4.5. Quantitative Real-Time PCR

Taking the LH region from the brains, 400 μL of R2 solution was added to each sample according to the instructions (Fastagen, Hefei, China), and the samples were immediately placed on ice for 1 min. The liquid in the tube was completely transferred to the corresponding inner tube of the double casing. Each tube was placed in a high-speed low-temperature centrifuge at 4 °C and 13,000 rpm for 1.5 min to discard the liquid in the outer casing. An equal amount of washing into the inner tube buffer was added, and centrifuged as above, which was repeated twice. Elute buffer (25–30 μL) was added to the inner casing to cover the entire bottom. The RNA samples were obtained by centrifugation. RNA purity was measured by a NanoDrop spectrophotometer. Reverse transcription of total RNA was performed using a PrimerScript RT reagent kit with gDNA Eraser (TAKARA, Beijing, China) according to the manufacturer’s instructions. qRT–PCR was conducted under the following conditions: 95 °C for 10 min, 95 °C for 10 s, and 60 °C for 30 s, totally repeated for 40 cycles with FastSYBR Mixture (CWbio, China). All results were normalized to GAPDH expression. The primer sequences were as follows: Kcnq3 (forward, 5′-GAGCCGACAAAGACGGGAC-3′; reverse, 5′-TTGGCGTTGTTCCTCTTGACT-3′).

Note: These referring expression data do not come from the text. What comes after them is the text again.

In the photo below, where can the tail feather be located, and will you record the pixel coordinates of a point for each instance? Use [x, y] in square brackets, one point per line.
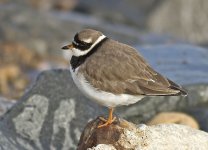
[174, 86]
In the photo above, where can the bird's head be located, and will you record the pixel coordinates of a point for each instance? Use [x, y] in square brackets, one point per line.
[84, 41]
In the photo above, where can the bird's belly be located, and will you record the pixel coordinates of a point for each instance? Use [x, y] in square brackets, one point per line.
[101, 97]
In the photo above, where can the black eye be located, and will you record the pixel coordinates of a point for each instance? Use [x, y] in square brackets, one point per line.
[80, 44]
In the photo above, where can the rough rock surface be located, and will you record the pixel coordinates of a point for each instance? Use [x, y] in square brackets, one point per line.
[174, 117]
[183, 18]
[50, 116]
[123, 135]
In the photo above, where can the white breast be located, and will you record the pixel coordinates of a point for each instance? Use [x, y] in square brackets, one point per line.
[103, 98]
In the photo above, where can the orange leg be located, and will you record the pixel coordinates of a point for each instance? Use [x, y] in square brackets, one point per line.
[110, 119]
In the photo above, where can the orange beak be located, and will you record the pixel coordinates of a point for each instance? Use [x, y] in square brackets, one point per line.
[70, 46]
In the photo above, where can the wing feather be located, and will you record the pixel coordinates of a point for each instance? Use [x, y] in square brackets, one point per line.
[124, 71]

4.6. Electrophysiological Recording

The brain tissue was removed rapidly and sliced into 300 μm coronal slices, including the LH region, using a vibratome (Leica) in cutting artificial cerebrospinal fluid (in mM: 112 NaCl, 3.1 KCl, 1.8 CaCl2, 0.4 KH2PO4, 12 MgCl2, 20 glucose, and 26 NaHCO3). Slices were incubated in oxygenated 34 °C artificial cerebrospinal fluid (in mM: 122 NaCl, 3.1 KCl, 1.8 CaCl2, 0.4 KH2PO4, 1.2 MgCl2, 20 glucose, and 26 NaHCO3) for at least 1 h before the experiment. Then, we conducted whole-cell patch-clamp recordings in voltage-clamp or current-clamp mode to record different electrophysiological indexes on neurons within the LH region. The resistance of the glass electrode used was 3–5 MΩ, which was filled with a liquid (pH 7.3), and the ingredients were (in mM): 135 potassium D-gluconate, 10 KCl, 10 HEPES, 0.1 EGTA, 0.5 Na-GTP, 2 Mg-ATP. Spontaneous currents were recorded at a holding potential of −70 mV, and evoked potentials were recorded at injections of 50 and 75 pA current stimulation in the perfusion liquid. Excitatory post-synaptic currents (EPSCs) were detected at a holding potential of −70 mV with 50 μM picrotoxin present in the artificial cerebrospinal fluid (ACSF) used for perfusion. During recordings, slices were continuously perfused with ACSF at a rate of ~2 mL/min and at 32 ± 1 °C. The data were analyzed using the Mini Analysis Program. All recording data were filtered at 2 kHz and digitized at 10 kHz. Data were acquired using digidata 1440 A and pCLAMP 10.6 software.

4.7. Golgi Staining

Golgi staining was conducted according to previous procedures [49]. Briefly, after the test, mice were perfused with 0.9% saline solution and PFA from the apex of the heart, and their brains were extracted and sliced into 5 mm sections. Tissues were impregnated by immersion in a standard Golgi-Cox solution containing 1% potassium dichromate, 1% mercuric chloride, and 0.8% potassium chromate for 7 d. Then, tissues were transferred to a 30% sucrose solution for 2 d and sectioned coronally into 150 µm sections, which were mounted on gelatinized slides and stained according to the Gibb and Kolb method. The slices were then covered with mounting media (Fisher Scientific, Pittsburgh, PA, USA) and deposited in the dark until the slices were completely dry. The appropriate LH brain slices were finally viewed under a microscope (Olympus-DP-72, Olympus, Tokyo, Japan). Neuron Studio software and Sholl analysis of ImageJ software were used to analyze neuronal spine density.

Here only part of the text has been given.